Immunohistochemical data showed that TRPV1 and TRPV4 are expressed not only in the DRG neuronal cell bodies, but also expressed in central sensory nerve terminals at laminae I and II of the spinal dorsal horn (Fig. 5). In order to determine the role of TRPV4 expressed in the spinal cord, we studied the modulation of synaptic transmission by TRPV4 activation in DRG-DH neurons grown in culture. In DRG-DH co-cultures, synaptic connections are formed between DRG and DH neurons and synaptic currents can be recorded by voltage clamping the DH neurons. In a previous study from our lab has shown that TRPV1 activation increases mEPSC frequency without affecting the amplitude at the first sensory synapse 25. We have also reported that only DRG-DH co-cultures responded to capsaicin application by increasing the frequency of mEPSCs. In similar experimental conditions, application of capsaicin to DH-only cultures did not induce a response suggesting the expression of TRPV1 only at the sensory nerve terminals. Application of 4α-PDD (40 μM) increased the frequency of mEPSCs significantly (2.33 ± 0.39-fold, n = 5, P < 0.05, Fig. 6), while there was no change in the amplitude of mEPSCs, suggesting that TRPV4 activation causes enhanced glutamate release from the presynaptic terminals. To determine whether TRPV4-mediated increase in mEPSCs is modulated by PKC, the neurons were incubated with PDBu (1 μM). A confounding issue is that PDBu by itself has been shown to increase the mEPSC frequency by binding to a site, independent of phosphorylation 2537383940; therefore, first we quantitated PDBu-mediated increase in the frequency of mEPSCs. PDBu alone significantly increased the frequency (2.58 ± 0.25-fold, n = 3, P < 0.05, Fig. 6). However, application of 4α-PDD + PDBu synergistically increased the frequency of TRPV4-induced mEPSCs (7.51 ± 0.99-fold, n = 3, P < 0.05, Fig. 6). These results suggest that TRPV4 activation modulates synaptic transmission, which is further enhanced by activation of PKC.

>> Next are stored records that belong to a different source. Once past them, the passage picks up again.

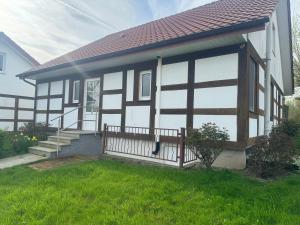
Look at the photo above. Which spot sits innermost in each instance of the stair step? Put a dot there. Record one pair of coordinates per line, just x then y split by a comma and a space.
69, 134
61, 139
51, 144
42, 151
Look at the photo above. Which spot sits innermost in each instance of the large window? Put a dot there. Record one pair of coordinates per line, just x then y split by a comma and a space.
2, 63
76, 91
253, 86
145, 85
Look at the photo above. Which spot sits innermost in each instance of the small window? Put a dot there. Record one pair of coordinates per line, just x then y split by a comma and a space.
252, 86
2, 63
76, 91
145, 85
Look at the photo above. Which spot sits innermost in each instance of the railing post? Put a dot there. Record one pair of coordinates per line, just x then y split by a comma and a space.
182, 147
104, 136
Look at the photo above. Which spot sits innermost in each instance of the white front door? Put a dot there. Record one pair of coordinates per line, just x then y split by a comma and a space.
91, 104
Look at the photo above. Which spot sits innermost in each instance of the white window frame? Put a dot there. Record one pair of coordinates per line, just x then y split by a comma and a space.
141, 97
73, 96
4, 63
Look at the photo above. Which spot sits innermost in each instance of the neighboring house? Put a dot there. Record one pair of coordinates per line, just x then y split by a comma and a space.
16, 96
228, 62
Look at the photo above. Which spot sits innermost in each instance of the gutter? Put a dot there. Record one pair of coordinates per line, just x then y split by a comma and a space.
191, 37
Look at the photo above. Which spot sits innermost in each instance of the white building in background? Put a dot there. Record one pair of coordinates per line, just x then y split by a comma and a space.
16, 95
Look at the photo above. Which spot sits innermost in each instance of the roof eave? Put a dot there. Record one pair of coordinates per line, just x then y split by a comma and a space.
223, 30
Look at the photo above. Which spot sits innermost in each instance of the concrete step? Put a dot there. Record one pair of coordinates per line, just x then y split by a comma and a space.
42, 151
51, 144
70, 134
61, 139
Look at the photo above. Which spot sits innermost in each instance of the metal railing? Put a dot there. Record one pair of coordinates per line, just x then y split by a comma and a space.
59, 118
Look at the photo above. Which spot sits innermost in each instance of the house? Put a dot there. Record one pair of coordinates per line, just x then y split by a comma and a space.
228, 62
16, 96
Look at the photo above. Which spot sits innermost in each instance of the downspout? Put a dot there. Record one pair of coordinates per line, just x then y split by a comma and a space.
268, 78
157, 105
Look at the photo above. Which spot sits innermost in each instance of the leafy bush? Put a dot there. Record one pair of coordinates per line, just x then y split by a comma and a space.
270, 155
38, 130
14, 143
288, 127
207, 143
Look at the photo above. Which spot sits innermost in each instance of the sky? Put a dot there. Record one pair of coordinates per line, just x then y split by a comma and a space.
47, 29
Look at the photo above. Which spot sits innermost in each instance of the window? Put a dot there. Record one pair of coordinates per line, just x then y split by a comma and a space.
145, 85
252, 86
2, 63
76, 91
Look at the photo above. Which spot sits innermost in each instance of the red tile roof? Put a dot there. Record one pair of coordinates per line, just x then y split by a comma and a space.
219, 14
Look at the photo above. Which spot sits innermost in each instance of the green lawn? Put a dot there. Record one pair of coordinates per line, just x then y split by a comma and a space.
111, 192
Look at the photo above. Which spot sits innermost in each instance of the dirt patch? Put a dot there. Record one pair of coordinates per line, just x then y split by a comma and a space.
55, 163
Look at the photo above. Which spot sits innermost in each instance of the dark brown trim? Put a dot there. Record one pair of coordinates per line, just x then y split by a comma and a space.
217, 83
174, 87
124, 93
217, 111
173, 111
190, 94
243, 100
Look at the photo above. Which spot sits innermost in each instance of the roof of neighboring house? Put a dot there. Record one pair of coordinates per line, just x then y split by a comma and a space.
21, 51
219, 16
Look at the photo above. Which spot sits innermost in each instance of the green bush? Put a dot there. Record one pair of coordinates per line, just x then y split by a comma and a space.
290, 128
14, 143
207, 142
38, 130
271, 155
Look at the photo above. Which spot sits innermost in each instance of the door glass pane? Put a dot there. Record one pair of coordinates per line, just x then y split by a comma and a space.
146, 84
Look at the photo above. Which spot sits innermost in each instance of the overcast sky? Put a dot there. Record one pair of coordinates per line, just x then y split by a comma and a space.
49, 28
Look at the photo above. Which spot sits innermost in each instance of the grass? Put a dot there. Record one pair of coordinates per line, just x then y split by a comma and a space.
111, 192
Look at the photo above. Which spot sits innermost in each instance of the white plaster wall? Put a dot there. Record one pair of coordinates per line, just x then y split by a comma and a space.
70, 118
174, 99
55, 122
252, 127
172, 121
7, 102
25, 115
55, 104
26, 103
112, 101
219, 97
138, 116
15, 64
7, 126
41, 104
130, 85
42, 89
67, 89
41, 118
176, 73
261, 100
227, 121
261, 125
111, 119
113, 81
261, 76
258, 40
216, 68
7, 114
56, 88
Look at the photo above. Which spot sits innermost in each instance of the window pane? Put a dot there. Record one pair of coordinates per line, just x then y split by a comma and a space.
146, 84
252, 85
1, 62
76, 91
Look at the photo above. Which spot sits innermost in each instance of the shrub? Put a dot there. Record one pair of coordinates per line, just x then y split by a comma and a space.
288, 127
38, 130
207, 143
270, 155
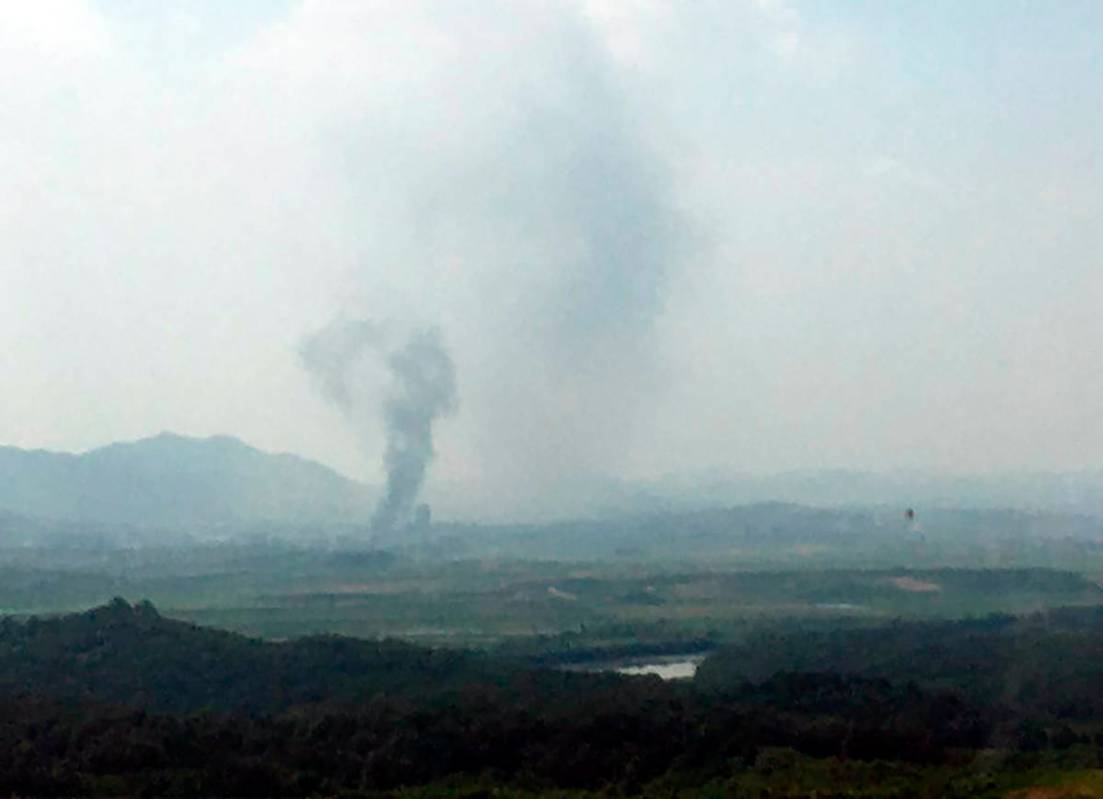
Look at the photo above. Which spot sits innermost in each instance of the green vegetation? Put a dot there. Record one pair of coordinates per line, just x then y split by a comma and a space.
120, 700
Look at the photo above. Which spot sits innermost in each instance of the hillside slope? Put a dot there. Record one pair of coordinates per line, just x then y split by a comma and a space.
174, 481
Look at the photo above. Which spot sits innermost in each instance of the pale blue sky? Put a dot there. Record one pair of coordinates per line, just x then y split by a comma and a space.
656, 236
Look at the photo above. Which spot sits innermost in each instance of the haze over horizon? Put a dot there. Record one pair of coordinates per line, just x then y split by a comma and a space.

TRP channels are also expressed in certain regions of the CNS. TRPV1 and TRPV4 expression has been shown in the hippocampus 29414243. Rat embryonic cultured hippocampal neurons were used to study the modulation of synaptic transmission by activation of TRPV4. We have selectively voltage-clamped hippocampal pyramidal neurons identified by their morphology. Using whole-cell recordings, application of 4α-PDD (10 μM) induced an increase in the frequency of mEPSCs, which was not accompanied by a change in the amplitude. The frequency of mEPSCs was increased 2.40 ± 0.26-fold (n = 7, P < 0.05) following application of 4α-PDD (Fig. 7). As observed in DRG-DH cultures, application of 4α-PDD + PDBu synergistically potentiated TRPV4-mediated response (10.06 ± 1.91-fold, n = 7, P < 0.05, Fig. 7). These experiments suggest that TRPV4 activation exerts an effect presynaptically and modulates synaptic transmission. Intriguingly, application of capsaicin (1 μM) in voltage-clamped cultured hippocampal pyramidal neurons neither changed the frequency (1.11 ± 0.10-fold, n = 6) nor the amplitude of mEPSCs. Although TRPV1 expression has been shown in the hippocampus 4142, the function has not been studied extensively. Recently, a form of long term depression (LTD) has been attributed to activation of TRPV1 in the hippocampus 29.